2.3. SGD Gateway Requirements and Support

This section describes the supported platforms and requirements for the SGD Gateway.

2.3.1. Supported Installation Platforms for the SGD Gateway

The supported installation platforms for the SGD Gateway host are shown in the following table.

Operating System

Supported Versions

Oracle Solaris on SPARC platforms

Solaris 10 8/11 (update 10)

Solaris 11

Oracle Solaris on x86 platforms

Solaris 10 8/11 (update 10)

Solaris 11

Oracle Linux (32-bit and 64-bit)

5.7

5.8

6.2

6.3

Oracle products certified on Oracle Linux are also certified and supported on Red Hat Enterprise Linux due to implicit compatibility between both distributions. Oracle does not run any additional testing on Red Hat Enterprise Linux products.

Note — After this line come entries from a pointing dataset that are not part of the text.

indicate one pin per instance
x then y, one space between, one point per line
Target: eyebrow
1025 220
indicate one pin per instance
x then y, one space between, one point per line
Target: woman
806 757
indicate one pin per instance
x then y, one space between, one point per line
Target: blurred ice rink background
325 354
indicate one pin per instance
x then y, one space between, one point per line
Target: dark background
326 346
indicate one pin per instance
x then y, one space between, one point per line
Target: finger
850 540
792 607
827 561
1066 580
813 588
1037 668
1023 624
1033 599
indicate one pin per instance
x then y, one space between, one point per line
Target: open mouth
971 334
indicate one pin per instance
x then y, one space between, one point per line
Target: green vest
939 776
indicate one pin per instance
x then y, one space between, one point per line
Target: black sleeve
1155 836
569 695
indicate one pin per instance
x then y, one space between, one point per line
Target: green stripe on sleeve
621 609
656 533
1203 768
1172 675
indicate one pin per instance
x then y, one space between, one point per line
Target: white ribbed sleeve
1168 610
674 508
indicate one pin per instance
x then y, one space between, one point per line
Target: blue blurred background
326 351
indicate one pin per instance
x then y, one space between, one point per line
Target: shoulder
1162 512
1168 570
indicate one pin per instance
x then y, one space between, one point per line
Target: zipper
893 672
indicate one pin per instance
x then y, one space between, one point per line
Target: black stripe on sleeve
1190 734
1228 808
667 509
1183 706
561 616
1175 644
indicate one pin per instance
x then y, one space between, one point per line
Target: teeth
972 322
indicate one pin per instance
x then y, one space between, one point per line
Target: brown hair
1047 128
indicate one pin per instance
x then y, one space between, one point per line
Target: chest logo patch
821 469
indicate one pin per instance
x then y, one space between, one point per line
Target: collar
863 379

By default, the SGD Gateway is configured to support a maximum of 100 simultaneous HTTP connections and 512 simultaneous Adaptive Internet Protocol (AIP) connections. The JVM memory size is optimized for this number of connections. Appendix C of the Oracle Secure Global Desktop Gateway Administration Guide for Release 4.7 has details of how to tune the Gateway for the expected number of users.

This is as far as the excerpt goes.